The names of the ten, he said, would have been forwarded to Information Minister Moses Nagamootoo during the course of yesterday. However, up to press time Nagamootoo had not receieved the fax sent by Ramson. Also according to the Attorney General, the ten to be admitted would be in addition to the six candidates who had already been offered places at Hugh Wooding on the basis of their performance at this year's CLE entrance examination.

One of the six was offered a place after Ramson had intervened with the CLE Admission Board. The twenty-five places made available to UG from next year, Ramson explained, was the quota traditionally accorded to Guyana.

The 1996 UG/UWI Collaborative Agreement on the UG law programme provided for no more than 25 graduates to seek admission to Hugh Wooding. This agreement was entered into by UG as part of its campaign to have its LL.B programme accepted as sufficient qualification for entry to the regional law schools.

The 1998 graduates completed their three-year degree programme under the provisions of the collaborative agreement. The UG/UWI agreement, Ramson said, would now be extended to a tri-partite agreement which would now include the CLE and would serve as a monitoring mechanism to ensure the high standard achieved by the programme was maintained.

Friday's decision by the CLE was arrived at after the Guyana delegation persuaded the Council to bring forward its review of the 1996 UG/UWI Collaborative Agreement. The review was to have been done next year according to a CLE decision at its Council meeting last year.

At Friday's meeting, the CLE had the benefit of the interim report of the Committee of Experts which had been appointed by the CARICOM Heads last year to look at the delivery of legal education in the region.

The Committee visited UG in the course of its investigation earlier this year and its comments on the UG law programme were very favourable, UG law department head, Calvin Eversley, had told Stabroek News last month.
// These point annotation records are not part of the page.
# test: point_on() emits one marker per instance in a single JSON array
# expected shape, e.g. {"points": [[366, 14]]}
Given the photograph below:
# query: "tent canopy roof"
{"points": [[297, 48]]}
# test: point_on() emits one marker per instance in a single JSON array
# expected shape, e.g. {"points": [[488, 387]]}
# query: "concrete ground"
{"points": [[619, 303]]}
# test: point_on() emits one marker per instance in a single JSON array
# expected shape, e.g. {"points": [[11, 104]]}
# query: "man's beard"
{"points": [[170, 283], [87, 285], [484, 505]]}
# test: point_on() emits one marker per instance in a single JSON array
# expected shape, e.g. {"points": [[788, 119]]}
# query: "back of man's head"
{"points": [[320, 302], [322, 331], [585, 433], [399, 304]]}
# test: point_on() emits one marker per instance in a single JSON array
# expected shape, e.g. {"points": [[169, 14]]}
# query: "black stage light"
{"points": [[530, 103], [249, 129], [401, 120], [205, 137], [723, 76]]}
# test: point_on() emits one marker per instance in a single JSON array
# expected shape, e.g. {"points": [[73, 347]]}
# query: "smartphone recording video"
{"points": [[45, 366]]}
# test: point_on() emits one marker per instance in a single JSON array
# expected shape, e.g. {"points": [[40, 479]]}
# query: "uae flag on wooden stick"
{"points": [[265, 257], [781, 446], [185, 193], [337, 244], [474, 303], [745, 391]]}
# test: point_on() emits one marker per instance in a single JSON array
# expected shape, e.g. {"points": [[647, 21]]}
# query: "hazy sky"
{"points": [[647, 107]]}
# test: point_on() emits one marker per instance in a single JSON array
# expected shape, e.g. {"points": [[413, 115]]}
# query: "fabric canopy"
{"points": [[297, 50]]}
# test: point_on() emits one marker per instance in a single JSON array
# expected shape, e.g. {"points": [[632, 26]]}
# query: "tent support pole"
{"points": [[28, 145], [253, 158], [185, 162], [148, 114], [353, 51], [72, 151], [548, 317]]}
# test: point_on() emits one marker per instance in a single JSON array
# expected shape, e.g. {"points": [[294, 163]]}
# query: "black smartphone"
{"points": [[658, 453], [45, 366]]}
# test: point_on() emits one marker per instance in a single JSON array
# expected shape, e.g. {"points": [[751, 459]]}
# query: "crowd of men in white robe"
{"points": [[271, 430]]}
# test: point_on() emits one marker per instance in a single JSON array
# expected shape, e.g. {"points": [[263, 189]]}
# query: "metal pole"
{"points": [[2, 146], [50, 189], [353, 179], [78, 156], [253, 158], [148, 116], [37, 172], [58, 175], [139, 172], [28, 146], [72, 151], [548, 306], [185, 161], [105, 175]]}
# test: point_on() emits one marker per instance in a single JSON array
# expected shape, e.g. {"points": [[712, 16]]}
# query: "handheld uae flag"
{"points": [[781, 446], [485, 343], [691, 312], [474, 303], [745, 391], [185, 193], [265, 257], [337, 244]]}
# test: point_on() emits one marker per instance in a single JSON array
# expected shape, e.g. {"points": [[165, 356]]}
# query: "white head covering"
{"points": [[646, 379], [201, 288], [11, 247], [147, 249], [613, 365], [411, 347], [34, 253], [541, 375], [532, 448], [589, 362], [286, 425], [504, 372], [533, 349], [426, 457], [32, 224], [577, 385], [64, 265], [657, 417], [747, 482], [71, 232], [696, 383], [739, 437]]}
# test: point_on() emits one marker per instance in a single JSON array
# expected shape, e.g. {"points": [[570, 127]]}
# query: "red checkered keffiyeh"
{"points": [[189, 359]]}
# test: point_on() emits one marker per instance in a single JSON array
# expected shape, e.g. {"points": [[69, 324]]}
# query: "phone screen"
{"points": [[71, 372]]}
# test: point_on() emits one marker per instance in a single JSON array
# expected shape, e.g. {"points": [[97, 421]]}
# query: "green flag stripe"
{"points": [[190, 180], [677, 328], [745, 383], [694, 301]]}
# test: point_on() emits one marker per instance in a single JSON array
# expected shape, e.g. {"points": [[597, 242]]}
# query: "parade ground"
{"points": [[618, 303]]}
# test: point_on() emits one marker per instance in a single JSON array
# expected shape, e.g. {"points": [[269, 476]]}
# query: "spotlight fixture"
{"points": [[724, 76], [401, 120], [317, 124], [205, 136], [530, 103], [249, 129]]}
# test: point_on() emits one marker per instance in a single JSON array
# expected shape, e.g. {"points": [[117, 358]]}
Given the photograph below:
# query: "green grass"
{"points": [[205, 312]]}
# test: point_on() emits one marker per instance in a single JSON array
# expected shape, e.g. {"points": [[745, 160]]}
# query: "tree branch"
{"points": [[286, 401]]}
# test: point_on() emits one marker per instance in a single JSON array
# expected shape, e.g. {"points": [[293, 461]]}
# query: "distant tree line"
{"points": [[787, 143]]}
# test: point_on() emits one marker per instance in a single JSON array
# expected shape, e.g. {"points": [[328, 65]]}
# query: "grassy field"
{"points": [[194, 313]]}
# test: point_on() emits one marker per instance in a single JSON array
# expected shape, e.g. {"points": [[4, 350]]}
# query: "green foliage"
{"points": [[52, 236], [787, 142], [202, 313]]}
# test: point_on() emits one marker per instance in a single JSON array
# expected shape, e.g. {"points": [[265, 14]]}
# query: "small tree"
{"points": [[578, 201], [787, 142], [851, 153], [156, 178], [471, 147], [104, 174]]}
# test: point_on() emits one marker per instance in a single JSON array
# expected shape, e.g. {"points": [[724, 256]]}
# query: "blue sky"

Commenting on the results of this year's entrance examination, Ramson said that the failure rate was rather high with just around 27 of the 176 candidates who wrote the examination obtaining the marks required for admission.

About the fate of the law graduates from UG prior to 1998, Ramson said that they would have to write the entrance examination if they wanted to be admitted to Hugh Wooding as their degrees would not be considered equivalent to that of the UWI degree. However, Ramson said that he had some ideas as to how the UG law graduates who are unable to complete their professional training could do so, but that he would first have to discuss it with his Cabinet colleagues.